2. Get to the capacitor
The capacitor sits in a plastic terminal box on top of the motor (a bulge with a removable cover) or in some Davey/Onga models under a small cap on the motor end. Two or three screws and the cover comes off. The capacitor is the metallic or plastic cylinder with two wire terminals.
3. Discharge before touching
A capacitor can hold a lethal charge for hours after power-off. Bridge the two terminals with the metal shaft of an insulated screwdriver for 5–10 seconds. You may see a small spark — that’s the residual charge dissipating. If using a resistor, hold leads across both terminals for 10 seconds.
4. Photograph the wiring
Before you disconnect anything: take a photo. If you mix up the terminals on a dual-run capacitor you’ll get nuisance trips or a dead motor. The photo is your reference.
5. Swap the capacitor
Note which spade goes where (mark with masking tape if helpful), pull the spade connectors off, undo the clamp holding the capacitor in place, and lift the old unit out. Drop the new one in, re-clamp, and reconnect the spades to the same terminals.
6. Power back on and test
Cover back on, breaker back on. The pump should start within a second or two — no hum, no buzz, no smoke. Listen for the smooth running tone. If it hums but won’t start, you’ve still got a problem (most likely the start winding or a stuck centrifugal switch — call an electrician).
Common gotchas
- Wrong µF. A capacitor 5µF too low and the motor won’t start. 10µF too high and it’ll run hot. Always match the original within ±5%.
- Dual-run capacitors.

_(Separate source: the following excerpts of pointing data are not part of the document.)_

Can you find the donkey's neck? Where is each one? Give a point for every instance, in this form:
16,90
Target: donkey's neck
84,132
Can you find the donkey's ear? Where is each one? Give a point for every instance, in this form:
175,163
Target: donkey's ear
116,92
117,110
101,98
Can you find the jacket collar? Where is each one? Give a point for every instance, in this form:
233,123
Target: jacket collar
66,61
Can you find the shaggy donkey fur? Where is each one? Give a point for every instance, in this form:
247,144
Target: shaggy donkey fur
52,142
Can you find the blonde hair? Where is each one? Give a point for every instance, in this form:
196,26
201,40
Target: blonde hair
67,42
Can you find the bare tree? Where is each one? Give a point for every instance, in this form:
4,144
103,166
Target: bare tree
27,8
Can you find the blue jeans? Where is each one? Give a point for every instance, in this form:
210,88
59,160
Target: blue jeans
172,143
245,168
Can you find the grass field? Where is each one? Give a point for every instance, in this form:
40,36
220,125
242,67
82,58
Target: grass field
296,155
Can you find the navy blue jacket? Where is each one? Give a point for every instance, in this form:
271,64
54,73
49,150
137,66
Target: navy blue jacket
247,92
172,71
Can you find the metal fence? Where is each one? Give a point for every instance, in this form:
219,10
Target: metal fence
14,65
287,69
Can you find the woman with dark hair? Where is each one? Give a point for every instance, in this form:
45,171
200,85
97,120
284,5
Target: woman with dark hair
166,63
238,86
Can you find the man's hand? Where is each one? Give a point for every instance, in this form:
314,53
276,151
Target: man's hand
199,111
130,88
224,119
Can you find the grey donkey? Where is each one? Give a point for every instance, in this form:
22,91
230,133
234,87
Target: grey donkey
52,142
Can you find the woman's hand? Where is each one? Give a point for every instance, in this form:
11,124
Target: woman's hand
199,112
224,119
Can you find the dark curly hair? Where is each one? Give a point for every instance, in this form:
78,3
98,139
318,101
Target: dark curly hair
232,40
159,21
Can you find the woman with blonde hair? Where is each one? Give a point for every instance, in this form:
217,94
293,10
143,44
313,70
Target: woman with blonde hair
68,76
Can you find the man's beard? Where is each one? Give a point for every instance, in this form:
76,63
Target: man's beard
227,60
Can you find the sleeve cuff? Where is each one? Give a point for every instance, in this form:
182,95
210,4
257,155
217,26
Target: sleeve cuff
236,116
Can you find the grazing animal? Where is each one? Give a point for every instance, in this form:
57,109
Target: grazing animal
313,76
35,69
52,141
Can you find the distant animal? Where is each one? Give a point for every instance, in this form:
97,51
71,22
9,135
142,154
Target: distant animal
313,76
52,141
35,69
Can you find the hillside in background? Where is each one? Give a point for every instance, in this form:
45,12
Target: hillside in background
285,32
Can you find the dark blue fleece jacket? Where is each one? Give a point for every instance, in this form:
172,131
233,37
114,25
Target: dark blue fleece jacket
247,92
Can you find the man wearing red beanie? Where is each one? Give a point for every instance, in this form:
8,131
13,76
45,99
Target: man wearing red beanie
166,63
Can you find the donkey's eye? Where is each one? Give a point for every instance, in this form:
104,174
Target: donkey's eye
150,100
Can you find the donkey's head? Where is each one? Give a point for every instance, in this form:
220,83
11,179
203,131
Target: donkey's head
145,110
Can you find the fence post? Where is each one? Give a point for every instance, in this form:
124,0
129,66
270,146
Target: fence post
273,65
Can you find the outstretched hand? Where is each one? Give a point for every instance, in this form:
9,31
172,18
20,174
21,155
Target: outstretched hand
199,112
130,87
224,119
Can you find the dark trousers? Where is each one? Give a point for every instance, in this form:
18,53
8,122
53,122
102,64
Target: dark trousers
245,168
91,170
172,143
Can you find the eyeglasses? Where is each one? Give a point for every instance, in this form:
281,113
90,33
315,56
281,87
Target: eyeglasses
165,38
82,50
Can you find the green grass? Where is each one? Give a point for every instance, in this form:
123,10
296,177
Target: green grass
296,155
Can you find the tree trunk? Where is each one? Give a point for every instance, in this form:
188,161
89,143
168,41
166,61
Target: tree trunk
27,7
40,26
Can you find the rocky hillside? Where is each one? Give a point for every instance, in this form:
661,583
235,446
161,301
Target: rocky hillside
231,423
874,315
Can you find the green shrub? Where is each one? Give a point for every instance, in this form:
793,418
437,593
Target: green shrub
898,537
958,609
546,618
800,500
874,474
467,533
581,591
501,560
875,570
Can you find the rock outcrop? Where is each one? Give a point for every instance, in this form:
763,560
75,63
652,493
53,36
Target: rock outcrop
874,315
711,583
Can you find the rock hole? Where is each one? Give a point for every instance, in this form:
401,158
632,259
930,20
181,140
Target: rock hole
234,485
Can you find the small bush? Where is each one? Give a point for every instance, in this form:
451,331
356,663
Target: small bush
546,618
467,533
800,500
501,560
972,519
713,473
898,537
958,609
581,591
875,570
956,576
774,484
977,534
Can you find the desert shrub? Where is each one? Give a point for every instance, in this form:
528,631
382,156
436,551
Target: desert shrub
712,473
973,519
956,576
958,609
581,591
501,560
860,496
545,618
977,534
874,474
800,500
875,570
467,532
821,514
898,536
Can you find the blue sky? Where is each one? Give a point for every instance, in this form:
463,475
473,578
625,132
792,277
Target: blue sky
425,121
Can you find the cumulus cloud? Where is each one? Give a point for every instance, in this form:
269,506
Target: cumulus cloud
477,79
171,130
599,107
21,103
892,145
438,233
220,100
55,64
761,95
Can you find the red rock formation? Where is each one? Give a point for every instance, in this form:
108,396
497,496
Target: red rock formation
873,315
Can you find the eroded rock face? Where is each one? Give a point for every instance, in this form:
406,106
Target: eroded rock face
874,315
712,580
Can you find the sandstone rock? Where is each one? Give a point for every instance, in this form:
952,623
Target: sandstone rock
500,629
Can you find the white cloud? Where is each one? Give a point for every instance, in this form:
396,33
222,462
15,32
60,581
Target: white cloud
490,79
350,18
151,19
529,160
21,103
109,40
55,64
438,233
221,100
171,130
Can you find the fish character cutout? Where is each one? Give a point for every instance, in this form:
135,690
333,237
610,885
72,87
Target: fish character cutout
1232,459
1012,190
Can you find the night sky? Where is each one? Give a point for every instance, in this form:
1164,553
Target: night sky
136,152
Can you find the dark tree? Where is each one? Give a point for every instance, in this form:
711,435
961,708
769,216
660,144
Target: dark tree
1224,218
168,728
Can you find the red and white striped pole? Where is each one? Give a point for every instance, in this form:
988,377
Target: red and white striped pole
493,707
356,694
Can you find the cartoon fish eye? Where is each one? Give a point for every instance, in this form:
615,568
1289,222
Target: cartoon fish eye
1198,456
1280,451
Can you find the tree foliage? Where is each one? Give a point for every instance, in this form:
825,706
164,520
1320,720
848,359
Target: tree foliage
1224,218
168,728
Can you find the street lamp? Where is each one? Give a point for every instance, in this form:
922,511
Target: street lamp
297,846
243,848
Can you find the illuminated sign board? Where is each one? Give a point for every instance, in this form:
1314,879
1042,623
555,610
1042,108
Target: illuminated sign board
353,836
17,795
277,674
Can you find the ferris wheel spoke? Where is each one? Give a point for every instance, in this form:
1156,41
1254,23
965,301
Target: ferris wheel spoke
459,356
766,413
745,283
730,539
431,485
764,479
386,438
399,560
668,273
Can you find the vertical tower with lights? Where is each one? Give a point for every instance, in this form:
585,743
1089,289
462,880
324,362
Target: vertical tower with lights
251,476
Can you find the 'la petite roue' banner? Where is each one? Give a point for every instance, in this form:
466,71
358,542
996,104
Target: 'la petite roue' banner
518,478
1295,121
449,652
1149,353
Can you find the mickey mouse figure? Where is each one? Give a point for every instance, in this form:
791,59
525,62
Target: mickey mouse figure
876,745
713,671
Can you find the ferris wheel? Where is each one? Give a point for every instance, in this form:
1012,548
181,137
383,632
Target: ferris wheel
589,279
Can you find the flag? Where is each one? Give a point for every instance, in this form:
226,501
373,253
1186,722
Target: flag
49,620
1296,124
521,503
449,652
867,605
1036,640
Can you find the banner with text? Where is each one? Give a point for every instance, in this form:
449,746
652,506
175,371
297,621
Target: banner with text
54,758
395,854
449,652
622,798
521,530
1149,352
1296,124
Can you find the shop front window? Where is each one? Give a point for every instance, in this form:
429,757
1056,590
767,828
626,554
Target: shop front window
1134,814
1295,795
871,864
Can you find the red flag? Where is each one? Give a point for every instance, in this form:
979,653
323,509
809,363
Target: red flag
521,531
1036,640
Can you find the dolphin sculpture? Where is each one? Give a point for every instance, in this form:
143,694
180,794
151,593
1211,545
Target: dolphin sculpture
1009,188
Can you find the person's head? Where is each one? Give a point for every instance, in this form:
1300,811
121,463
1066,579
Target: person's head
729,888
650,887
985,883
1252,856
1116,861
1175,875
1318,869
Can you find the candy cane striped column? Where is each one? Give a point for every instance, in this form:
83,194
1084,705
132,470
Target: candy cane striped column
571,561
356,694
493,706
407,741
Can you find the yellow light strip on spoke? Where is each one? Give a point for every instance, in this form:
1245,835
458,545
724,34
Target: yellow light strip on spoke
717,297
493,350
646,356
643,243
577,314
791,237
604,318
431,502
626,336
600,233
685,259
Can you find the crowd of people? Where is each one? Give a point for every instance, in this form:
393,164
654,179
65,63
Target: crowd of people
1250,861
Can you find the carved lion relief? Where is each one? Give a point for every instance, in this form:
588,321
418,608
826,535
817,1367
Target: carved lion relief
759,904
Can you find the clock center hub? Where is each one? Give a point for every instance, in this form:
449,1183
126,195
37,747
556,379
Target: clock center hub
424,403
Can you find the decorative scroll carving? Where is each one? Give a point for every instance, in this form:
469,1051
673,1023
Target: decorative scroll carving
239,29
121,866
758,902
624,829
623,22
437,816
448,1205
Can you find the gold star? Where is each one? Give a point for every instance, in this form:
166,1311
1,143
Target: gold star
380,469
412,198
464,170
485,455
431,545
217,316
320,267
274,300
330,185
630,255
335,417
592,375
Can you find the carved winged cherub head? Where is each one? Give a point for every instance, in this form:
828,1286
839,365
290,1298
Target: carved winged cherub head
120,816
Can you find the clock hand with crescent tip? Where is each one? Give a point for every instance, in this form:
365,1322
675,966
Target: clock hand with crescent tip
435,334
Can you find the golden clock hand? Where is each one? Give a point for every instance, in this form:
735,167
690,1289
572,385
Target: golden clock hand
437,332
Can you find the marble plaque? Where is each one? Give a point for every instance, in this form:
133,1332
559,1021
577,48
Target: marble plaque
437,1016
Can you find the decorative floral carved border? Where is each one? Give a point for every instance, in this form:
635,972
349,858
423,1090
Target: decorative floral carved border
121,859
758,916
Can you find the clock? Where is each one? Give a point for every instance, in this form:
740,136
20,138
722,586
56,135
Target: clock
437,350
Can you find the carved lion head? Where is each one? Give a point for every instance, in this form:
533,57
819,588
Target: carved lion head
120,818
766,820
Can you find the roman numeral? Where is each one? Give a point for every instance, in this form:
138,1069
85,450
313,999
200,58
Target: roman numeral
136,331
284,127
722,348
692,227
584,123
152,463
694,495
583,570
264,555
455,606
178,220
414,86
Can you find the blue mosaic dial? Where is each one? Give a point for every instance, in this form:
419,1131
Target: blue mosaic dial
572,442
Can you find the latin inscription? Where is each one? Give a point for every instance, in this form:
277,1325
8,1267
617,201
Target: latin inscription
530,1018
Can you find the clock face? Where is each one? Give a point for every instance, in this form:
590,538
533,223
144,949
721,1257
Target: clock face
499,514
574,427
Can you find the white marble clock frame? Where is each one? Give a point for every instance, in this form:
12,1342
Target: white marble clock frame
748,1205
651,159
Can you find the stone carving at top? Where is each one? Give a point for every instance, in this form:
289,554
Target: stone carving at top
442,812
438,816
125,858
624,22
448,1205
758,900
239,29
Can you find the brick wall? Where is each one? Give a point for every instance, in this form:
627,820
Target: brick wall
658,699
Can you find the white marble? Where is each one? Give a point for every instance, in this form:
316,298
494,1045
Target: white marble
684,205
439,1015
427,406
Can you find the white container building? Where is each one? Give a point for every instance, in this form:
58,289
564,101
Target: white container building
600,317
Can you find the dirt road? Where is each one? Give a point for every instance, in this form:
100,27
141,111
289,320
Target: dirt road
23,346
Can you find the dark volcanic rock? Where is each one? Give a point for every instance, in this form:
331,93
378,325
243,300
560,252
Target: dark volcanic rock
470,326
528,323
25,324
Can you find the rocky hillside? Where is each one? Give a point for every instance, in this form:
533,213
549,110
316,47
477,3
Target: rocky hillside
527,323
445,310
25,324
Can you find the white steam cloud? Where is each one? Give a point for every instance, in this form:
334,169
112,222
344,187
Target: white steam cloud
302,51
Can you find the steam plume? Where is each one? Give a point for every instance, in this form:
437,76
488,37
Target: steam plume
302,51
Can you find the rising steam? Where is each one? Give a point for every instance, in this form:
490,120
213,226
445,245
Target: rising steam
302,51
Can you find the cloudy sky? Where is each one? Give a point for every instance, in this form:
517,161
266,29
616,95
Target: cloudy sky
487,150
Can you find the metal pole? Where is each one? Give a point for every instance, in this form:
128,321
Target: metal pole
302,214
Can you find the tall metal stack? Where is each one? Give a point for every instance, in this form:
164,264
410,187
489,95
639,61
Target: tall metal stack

Some pumps use a 3-terminal “dual” capacitor (e.g. 25/3µF). Replace it with the same dual-rated unit — never split it into two single capacitors.
- Voltage rating. 450VAC is the safe default. 370V or 400V is fine if the original was rated that low; never use a lower-voltage cap than the original.
If the pump still won’t start after a clean cap swap, the failure mode is usually further inside the motor — bearings, start winding, or capacitor relay. That’s the point at which a pump service or motor rebuild becomes economic.